День начался большим развлечением. Возле крутого берега мы увидели застрявший плот и решили воспользоваться им для плавания вниз по реке.

Канищев отрекомендовался специалистом плотового дела. Приходилось верить на слово. Мы сбросили с плота бревна верхнего ряда, казавшиеся лишними, навалили кучу ветвей, чтобы багаж не проваливался в воду, и, вырубив несколько длинных шестов, отправились в путь. Отплытие ознаменовалось купанием: мы по очереди сорвались в воду и снова промокли до костей.

Но непривычная тяжелая работа с длинной слегой хорошо разогревала. Я едва успевал перебегать с одного борта на другой по команде "капитана", стоявшего на корме и направлявшего ход плота своей жердиной.
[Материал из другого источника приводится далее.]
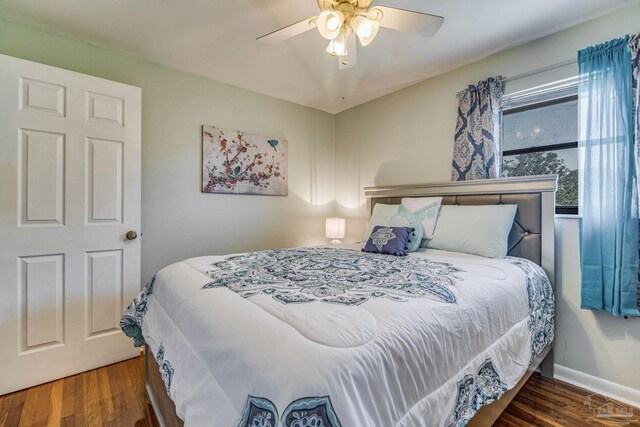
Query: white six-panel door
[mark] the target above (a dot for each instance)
(69, 193)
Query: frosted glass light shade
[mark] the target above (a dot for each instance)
(329, 23)
(334, 228)
(365, 29)
(338, 46)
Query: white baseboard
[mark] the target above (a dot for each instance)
(607, 388)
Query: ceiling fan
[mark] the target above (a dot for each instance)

Познания Канищева в плотовом деле обнаружились очень скоро: уже через четверть часа мы сидели на коряге, и как-то так странно вышло, что мы засели не носом и не кормой, которые легко было бы снять простым балансированием, а самой серединой. Плот взгромоздился на огромную позеленевшую корягу, загадочно улыбавшуюся нам замшелыми морщинами сквозь рябь воды. Пряди ее зеленой бороды развевались по течению.
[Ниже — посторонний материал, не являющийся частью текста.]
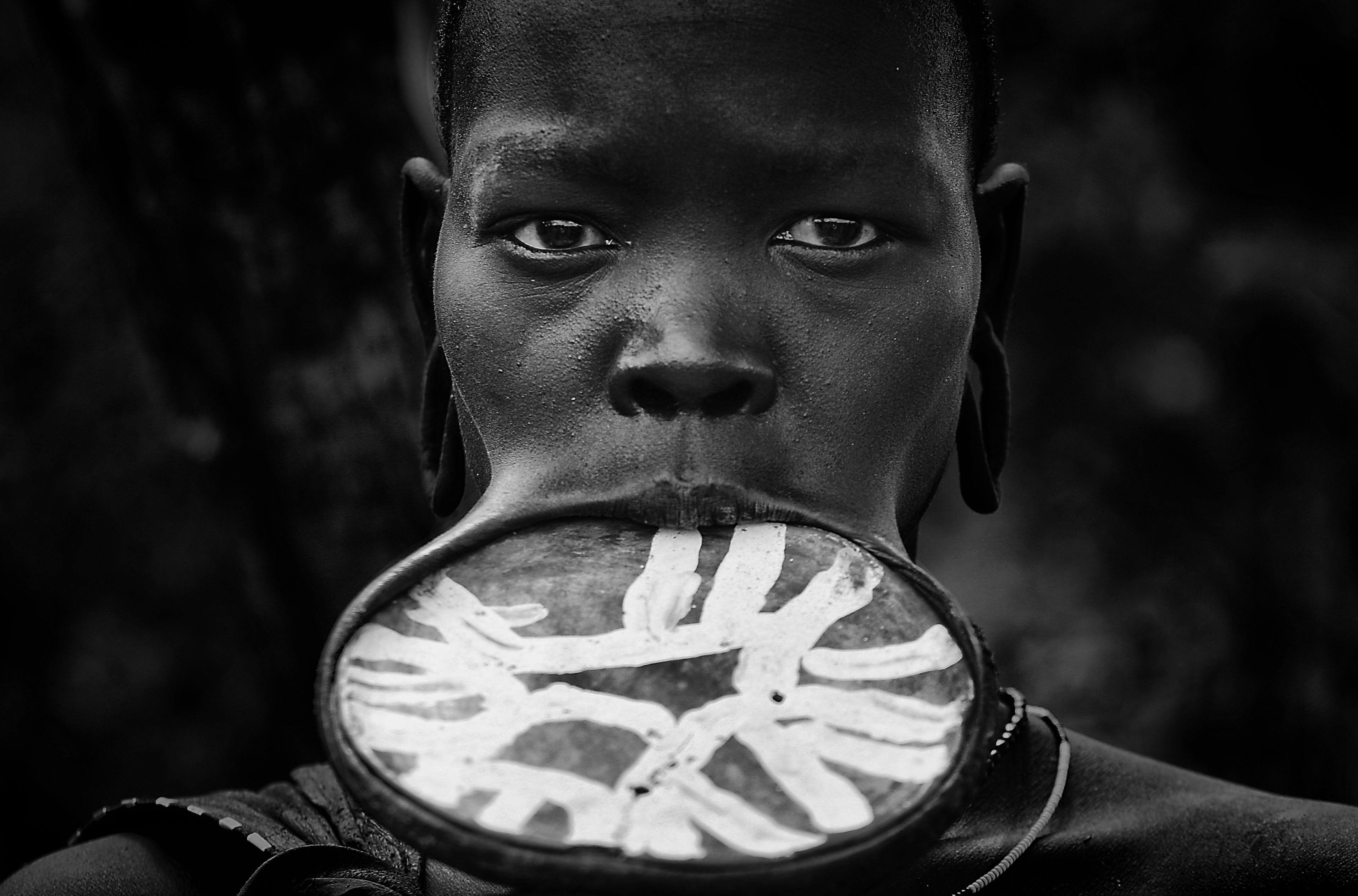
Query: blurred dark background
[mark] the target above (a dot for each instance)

– Экая досада! – смущенно бормотал Канищев. – Ведь место-то какое глубокое… Все так хорошо шло… Ну да ладно, давайте с левого борта от себя и вперед… Так, так!… Еще! – весело покрикивал он, входя в роль.

Но по всем его ухваткам я уже разгадал, что этот плотовщик-самозванец имеет самое отдаленное представление о методах управления нашим неуклюжим судном.

Ноги скользили по мокрым бревнам. Слега глубоко уходила в песчаное дно. Наклоняясь к самой воде, я упирался в конец шеста наболевшим плечом.

Неверный шаг, и я полетел вверх тормашками, цепляясь за настал плота, чтобы не выкупаться еще раз на середине реки.

"Капитан" менял распоряжения каждые пять минут. То "слева и вперед", то "справа и назад", и так до тех пор, пока мы окончательно не выбились из сил.

Итак, за несколько часов мы продвинулись всего на полверсты. Теперь мы решили отдохнуть, предоставив течению поработать за нас.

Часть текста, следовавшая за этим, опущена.